- 7x NCAA National Champion
- 2016 FIG World Cup: Silver; All-Around
- 2016 American Cup: Silver; All-Around
- 2015 World Championships: Gold; Team, Bronze; Floor
- 2015 U.S. National Championships: Silver; All-Around
- 2015 U.S. Classics: Bronze; All-Around and Floor
- 2014 Pan American Championships: Gold; Team, Bronze; All-Around
- 2014 FIG World Cup: Bronze; All-Around
- 2014 U.S. National Championships: Bronze; All-Around, Bars, and Floor
- (2020) AAI Award
- (2020) Big 12 Gymnast of the Year
- (2019) Honda Sports Award
- (2019) NCAA Inspiration Award
- (2018) Arthur Ashe Courage Award
- AAU Sullivan Award Semi-finalist
- Four-time Academic All-Big 12 Honoree
- Four-time WCGA Scholastic All-American
Born in Little Canada, MN, in 1997, Maggie Nichols fell in love with the sport of gymnastics by the age of 3. Having always dreamed of representing her country, she quickly rose in the ranks making the US National Team by the time she was 14 years old.
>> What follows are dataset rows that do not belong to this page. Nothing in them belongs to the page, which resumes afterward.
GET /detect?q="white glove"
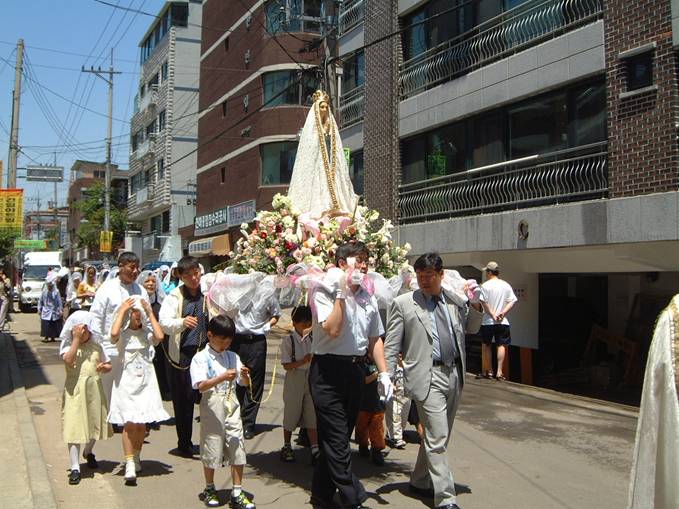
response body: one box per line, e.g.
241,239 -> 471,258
377,372 -> 394,403
324,267 -> 347,299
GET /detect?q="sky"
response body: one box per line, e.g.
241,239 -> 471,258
0,0 -> 167,211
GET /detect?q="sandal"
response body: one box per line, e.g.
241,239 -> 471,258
475,372 -> 494,380
496,375 -> 507,381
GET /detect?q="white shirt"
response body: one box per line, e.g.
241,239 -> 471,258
235,296 -> 282,335
190,346 -> 246,391
312,288 -> 384,356
280,330 -> 313,370
89,277 -> 150,357
480,277 -> 517,326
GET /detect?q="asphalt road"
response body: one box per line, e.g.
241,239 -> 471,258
9,310 -> 638,509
She traveled the world, helping Team USA win international medals, and was considered a top contender for the 2016 Olympic Games in Rio. However, a devastating knee injury and being the first to speak out regarding misconduct and sexual abuse by a USA Gymnastics team doctor caused speculation when she was left off the 2016 Olympic Team.
Known as “Athlete A” in documentation for a majority of the investigation and lawsuit until coming forward publicly in 2018 and shared her experience alongside other survivors, Maggie holds a unique position in regard to the current reconfiguration and assessment of USA Gymnastics. While she was certainly not the first to be abused, in 2015, she was the first athlete to come forward and report the abuse. Netflix aired a documentary featuring Maggie’s story in June of 2020, bringing additional light and attention to the tragedy in hopes of helping others. Since then, she has established’ The Maggie Nichols Foundation,’ based on the founding mission to offer assistance to charities that help heal victims and survivors of all types of abuse.
In 2016, Maggie left the elite gymnastics world and went on to the University of Oklahoma to compete in the NCAAs. Stamping her legacy by becoming one of the most decorated NCAA gymnasts of all time, Maggie has been dubbed “the Michael Jordan of College Gymnastics.”
Today, Maggie is a student assistant coach for the OU Sooners Women’s Gymnastics team while completing the first year of her master’s program for Adult and Higher Education with the ultimate dream of becoming a University Athletic Director in the future. She previously graduated with her Bachelors’ degree in Communication with a Minor in Business.
Outside of sport, Maggie is passionate about sharing her story, empowering athletes and non-athletes alike, and bringing a positive light to those around her.